According to the software releases on the PAPI website, 4.1.0 is the
first version to have support for Westmere, but it does not compile
fine. I tried with 4.1.1, but had to add -Wno-unused-but-set-variable to
DBG in libpfm-3.y/
config.mk to make it compile. The output was the same
as for 3.7.2 from the repo (which I could not compile manually myself).
I later tried with 4.1.2, same problems. Then I went straight to the
latest 4.x release (4.4.0), and voilà! Everything worked fine with no
hassle.

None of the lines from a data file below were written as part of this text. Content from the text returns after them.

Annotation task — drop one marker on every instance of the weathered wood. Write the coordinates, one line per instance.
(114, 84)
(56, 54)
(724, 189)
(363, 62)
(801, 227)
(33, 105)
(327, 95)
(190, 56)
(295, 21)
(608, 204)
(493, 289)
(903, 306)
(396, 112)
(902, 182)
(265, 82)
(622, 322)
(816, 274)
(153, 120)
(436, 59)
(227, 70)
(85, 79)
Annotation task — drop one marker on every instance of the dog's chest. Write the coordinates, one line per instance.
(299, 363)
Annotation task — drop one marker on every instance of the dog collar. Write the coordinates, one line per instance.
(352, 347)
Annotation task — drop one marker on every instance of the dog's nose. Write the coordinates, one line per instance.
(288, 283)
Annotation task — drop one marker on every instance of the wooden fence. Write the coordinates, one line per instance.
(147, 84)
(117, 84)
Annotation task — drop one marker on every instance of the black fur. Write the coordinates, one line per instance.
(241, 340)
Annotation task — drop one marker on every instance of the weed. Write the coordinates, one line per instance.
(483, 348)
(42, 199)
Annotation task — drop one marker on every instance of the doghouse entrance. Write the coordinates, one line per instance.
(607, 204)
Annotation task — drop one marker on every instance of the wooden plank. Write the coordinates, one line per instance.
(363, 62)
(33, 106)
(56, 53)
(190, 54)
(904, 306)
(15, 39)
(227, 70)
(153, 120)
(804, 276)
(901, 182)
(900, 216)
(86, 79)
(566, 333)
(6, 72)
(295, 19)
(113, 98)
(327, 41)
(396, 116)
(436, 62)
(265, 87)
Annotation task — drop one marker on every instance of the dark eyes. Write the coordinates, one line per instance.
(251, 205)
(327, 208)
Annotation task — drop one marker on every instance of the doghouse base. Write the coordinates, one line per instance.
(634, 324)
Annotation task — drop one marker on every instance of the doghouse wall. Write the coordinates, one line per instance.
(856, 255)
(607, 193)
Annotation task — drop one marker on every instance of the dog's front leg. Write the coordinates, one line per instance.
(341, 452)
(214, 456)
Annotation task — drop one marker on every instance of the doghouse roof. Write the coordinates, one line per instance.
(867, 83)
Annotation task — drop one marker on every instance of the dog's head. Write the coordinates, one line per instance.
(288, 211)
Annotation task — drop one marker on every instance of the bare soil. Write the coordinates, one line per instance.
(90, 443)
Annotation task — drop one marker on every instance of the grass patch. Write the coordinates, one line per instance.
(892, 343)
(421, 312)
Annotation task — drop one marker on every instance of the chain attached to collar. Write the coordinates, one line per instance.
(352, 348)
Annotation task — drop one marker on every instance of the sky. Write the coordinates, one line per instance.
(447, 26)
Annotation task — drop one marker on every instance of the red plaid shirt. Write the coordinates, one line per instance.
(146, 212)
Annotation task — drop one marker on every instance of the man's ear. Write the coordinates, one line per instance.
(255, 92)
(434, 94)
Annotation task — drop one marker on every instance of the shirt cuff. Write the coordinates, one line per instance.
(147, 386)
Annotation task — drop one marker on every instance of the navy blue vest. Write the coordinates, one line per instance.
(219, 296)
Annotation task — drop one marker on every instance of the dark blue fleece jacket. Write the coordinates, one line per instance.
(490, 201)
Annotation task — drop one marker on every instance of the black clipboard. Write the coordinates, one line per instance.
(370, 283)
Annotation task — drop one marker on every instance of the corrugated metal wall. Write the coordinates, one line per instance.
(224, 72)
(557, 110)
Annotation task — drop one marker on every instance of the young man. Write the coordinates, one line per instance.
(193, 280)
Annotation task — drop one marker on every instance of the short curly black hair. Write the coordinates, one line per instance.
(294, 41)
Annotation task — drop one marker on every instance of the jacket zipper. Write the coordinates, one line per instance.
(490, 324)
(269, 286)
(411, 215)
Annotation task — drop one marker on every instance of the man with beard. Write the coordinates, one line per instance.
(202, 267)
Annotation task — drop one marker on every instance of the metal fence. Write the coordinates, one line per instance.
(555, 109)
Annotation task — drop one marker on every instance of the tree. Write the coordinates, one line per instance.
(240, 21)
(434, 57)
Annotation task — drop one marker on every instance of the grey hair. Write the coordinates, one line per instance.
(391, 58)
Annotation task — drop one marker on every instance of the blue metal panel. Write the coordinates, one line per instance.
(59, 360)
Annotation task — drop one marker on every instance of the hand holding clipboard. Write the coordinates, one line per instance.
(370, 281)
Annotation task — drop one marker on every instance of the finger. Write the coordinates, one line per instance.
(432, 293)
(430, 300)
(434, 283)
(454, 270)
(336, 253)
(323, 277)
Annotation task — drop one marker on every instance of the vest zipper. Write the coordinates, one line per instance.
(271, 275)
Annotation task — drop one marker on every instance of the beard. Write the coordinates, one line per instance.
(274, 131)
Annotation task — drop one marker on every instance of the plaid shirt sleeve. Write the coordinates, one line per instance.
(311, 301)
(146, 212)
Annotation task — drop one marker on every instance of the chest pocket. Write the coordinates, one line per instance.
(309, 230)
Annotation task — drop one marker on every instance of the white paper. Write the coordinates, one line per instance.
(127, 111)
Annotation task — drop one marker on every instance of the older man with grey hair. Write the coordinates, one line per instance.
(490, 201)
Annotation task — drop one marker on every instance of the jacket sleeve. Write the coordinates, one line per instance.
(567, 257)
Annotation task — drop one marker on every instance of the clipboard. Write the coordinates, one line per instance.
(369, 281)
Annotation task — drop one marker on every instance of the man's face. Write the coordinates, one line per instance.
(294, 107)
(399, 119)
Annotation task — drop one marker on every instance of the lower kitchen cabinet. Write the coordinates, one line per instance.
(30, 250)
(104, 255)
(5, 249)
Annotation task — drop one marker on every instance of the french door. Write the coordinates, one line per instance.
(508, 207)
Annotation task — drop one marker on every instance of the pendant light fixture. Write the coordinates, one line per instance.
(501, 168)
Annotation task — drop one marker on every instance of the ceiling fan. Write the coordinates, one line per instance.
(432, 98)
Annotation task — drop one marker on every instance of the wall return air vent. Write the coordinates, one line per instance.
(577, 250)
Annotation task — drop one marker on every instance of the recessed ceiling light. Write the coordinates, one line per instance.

Maybe the reason is that the processors are Westmere EX?
The output of `ctests/zero`:
Test case 0: start, stop.
-----------------------------------------------
Default domain is: 1 (PAPI_DOM_USER)
Default granularity is: 1 (PAPI_GRN_THR)
Using 20000000 iterations of c += a*b
-------------------------------------------------------------------------
Test type : 1
PAPI_FP_INS : 60000028
PAPI_TOT_CYC : 200020238
Real usec : 73533
Real cycles : 196041287
Virt usec : 75182
Virt cycles : 200437878
-------------------------------------------------------------------------
Verification: PAPI_TOT_CYC should be roughly real_cycles
zero.c PASSED
The output of `libpfm4/perf_examples/self`:
INITIAL: 15,773 PERF_COUNT_HW_CPU_CYCLES (0.00% scaling,
raw=15,773, ena=11,538, run=11,538)
INITIAL: 21,688 PERF_COUNT_HW_INSTRUCTIONS (0.00%
scaling, raw=21,688, ena=62,870, run=62,870)
Final counts:
FINAL: 26,654,801,768 PERF_COUNT_HW_CPU_CYCLES (0.00% scaling,
raw=26,654,801,768, ena=9,997,788,016, run=9,997,788,016)
FINAL: 39,948,683,352 PERF_COUNT_HW_INSTRUCTIONS (0.00% scaling,
raw=39,948,683,352, ena=9,997,783,658, run=9,997,783,658)
For `utils/papi_component_avail`:
Available components and hardware information.
--------------------------------------------------------------------------------
PAPI Version : 4.4.0.0
Vendor string and code : GenuineIntel (1)
Model string and code : Intel(R) Xeon(R) CPU E7- 8837 @ 2.67GHz (47)
CPU Revision : 2.000000
CPUID Info : Family: 6 Model: 47 Stepping: 2
CPU Megahertz : 2666.887939
CPU Clock Megahertz : 2666
Hdw Threads per core : 1
Cores per Socket : 8
NUMA Nodes : 12
CPUs per Node : 8
Total CPUs : 96
Number Hardware Counters : 7
Max Multiplex Counters : 32
--------------------------------------------------------------------------------
Name: perf_events.c
--------------------------------------------------------------------------------
component.c PASSED
If you want the outputs for `papi_avail` or for the tests using version
4.1.1/4.1.2 you can ask for them and I will attach them here.